Cluster Margin (CM) for Batch Active Learning / Bayesian Optimization

Overview

One of the most important aspects of the Active Learning (AL) and Bayesian Optimization (BO) process is determining how much new data should be labeled before retraining the model. Classical BO methods often operate in a sequential manner, selecting and labeling a single data point at a time. However, retraining a model after each newly labeled sample can be inefficient:

Retraining may be computationally expensive or time-consuming
A single new sample may not significantly improve performance. This is especially true for deep learning models
Many real-world experimental workflows run multiple experiments in parallel To address these limitations, batch active learning has been proposed. Instead of selecting a single point, batch AL selects multiple samples to be labeled before retraining the model.
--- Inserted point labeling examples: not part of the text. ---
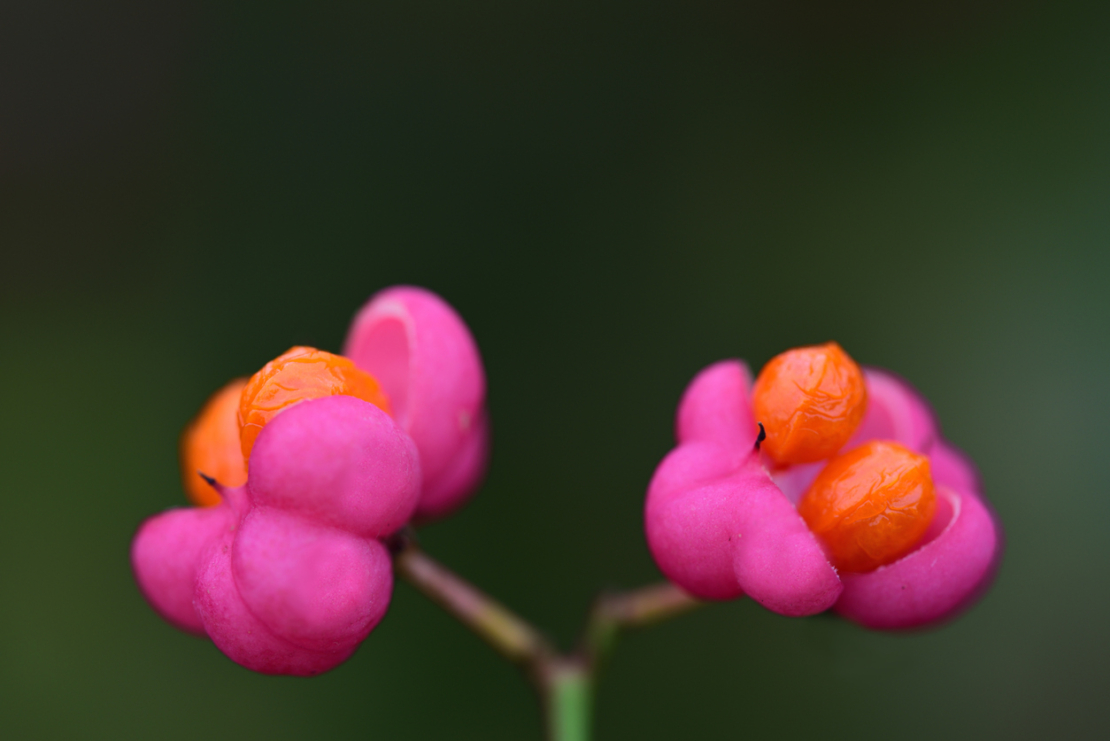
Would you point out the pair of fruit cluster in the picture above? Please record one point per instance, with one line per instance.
(821, 486)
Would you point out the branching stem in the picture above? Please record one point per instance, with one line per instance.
(565, 682)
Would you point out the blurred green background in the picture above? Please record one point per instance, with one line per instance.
(613, 194)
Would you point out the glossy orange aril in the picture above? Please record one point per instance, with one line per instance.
(210, 445)
(809, 401)
(298, 375)
(870, 506)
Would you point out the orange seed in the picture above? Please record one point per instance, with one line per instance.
(298, 375)
(810, 401)
(210, 445)
(870, 506)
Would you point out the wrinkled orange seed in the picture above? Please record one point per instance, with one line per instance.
(870, 506)
(210, 445)
(298, 375)
(810, 401)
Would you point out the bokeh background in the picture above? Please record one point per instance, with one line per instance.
(613, 194)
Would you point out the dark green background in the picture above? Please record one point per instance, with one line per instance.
(613, 195)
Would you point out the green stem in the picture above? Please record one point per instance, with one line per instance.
(569, 700)
(565, 682)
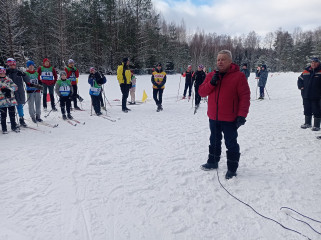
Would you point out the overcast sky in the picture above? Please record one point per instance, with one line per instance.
(236, 17)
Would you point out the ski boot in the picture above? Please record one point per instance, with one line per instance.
(316, 125)
(38, 119)
(307, 123)
(212, 161)
(69, 116)
(22, 122)
(15, 128)
(230, 174)
(80, 99)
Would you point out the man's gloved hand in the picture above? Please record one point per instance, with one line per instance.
(38, 86)
(7, 92)
(215, 78)
(21, 74)
(240, 121)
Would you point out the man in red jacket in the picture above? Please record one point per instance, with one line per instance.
(228, 105)
(48, 76)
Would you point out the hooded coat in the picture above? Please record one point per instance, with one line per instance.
(18, 78)
(230, 98)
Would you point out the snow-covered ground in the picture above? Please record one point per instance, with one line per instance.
(139, 178)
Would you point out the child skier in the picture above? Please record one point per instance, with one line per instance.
(158, 81)
(33, 92)
(96, 80)
(65, 92)
(18, 78)
(73, 75)
(48, 77)
(7, 101)
(133, 89)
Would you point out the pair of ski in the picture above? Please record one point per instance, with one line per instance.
(74, 122)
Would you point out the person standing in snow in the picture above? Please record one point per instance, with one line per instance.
(133, 89)
(124, 79)
(263, 75)
(245, 71)
(188, 82)
(309, 82)
(228, 105)
(33, 92)
(18, 78)
(48, 76)
(73, 75)
(65, 92)
(96, 80)
(158, 81)
(7, 101)
(199, 78)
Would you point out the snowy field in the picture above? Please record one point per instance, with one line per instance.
(139, 177)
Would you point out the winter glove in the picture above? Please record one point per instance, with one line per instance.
(21, 74)
(7, 92)
(240, 121)
(38, 86)
(215, 78)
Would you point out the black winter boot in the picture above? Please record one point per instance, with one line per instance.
(316, 125)
(22, 122)
(307, 123)
(212, 162)
(232, 163)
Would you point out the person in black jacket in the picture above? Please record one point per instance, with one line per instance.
(199, 78)
(309, 83)
(188, 81)
(245, 71)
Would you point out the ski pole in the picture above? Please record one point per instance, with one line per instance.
(52, 109)
(267, 93)
(179, 86)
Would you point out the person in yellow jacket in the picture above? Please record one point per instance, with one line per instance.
(124, 79)
(158, 81)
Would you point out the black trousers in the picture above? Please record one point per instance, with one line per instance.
(230, 136)
(51, 94)
(75, 95)
(198, 98)
(188, 85)
(125, 91)
(101, 100)
(12, 114)
(312, 107)
(65, 102)
(96, 103)
(158, 96)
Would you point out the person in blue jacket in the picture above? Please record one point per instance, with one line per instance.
(96, 80)
(263, 75)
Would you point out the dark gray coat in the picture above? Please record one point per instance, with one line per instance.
(18, 78)
(263, 78)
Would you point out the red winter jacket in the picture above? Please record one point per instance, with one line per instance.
(48, 82)
(69, 73)
(230, 98)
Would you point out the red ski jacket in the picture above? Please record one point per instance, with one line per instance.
(230, 98)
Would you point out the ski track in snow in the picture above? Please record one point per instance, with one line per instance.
(139, 178)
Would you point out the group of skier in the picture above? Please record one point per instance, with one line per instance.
(45, 79)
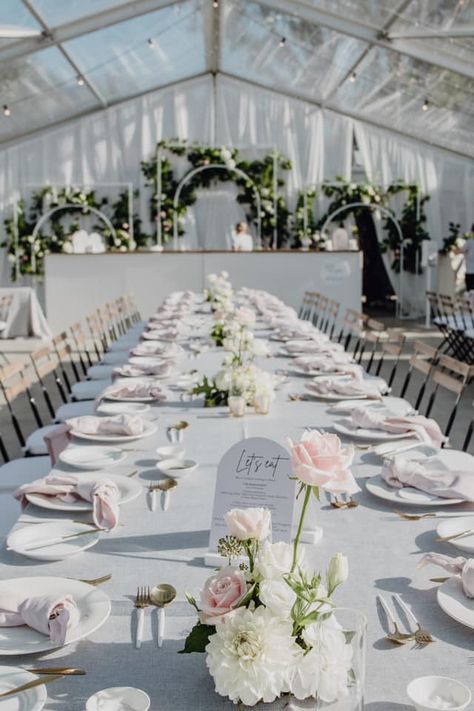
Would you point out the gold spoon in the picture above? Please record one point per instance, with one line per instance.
(162, 595)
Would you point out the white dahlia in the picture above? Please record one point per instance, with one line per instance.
(250, 656)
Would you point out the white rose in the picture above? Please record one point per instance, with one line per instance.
(277, 596)
(274, 560)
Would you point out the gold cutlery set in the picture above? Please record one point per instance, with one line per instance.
(160, 596)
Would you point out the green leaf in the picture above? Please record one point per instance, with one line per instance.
(198, 639)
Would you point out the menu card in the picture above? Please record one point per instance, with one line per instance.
(254, 473)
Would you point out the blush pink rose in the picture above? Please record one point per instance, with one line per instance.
(319, 459)
(221, 594)
(249, 523)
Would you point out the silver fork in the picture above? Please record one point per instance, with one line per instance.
(142, 600)
(422, 636)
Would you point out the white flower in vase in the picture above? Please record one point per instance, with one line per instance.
(250, 656)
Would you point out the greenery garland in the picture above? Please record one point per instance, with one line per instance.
(412, 219)
(259, 172)
(58, 236)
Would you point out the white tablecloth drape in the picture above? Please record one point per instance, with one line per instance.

However, batch selection introduces its own challenges:
Uncertainty-only sampling: Can lead to biased selections that are not representative of the unlabeled data distribution.
Diversity-only sampling: Can increase labeling cost by selecting samples with low information content.

Cluster Margin

An effective batch AL strategy must therefore balance: Uncertainty (how informative a sample is) and diversity (how representative and non-redundant the batch is). Hence we introduce the use of Cluster Margin (CM), which is a simple and practical batch active learning strategy that explicitly accounts for both. The method is developed originally for classify of images but we adapted the original work to use for regression problem with similar principle:

Use HAC with Average Linkage to build a clustering from the pool of examples
Ranking all samples by prediction margin (based on acquisation function)
Selecting high-uncertainty points from diverse clusters (Round Robin Sampling)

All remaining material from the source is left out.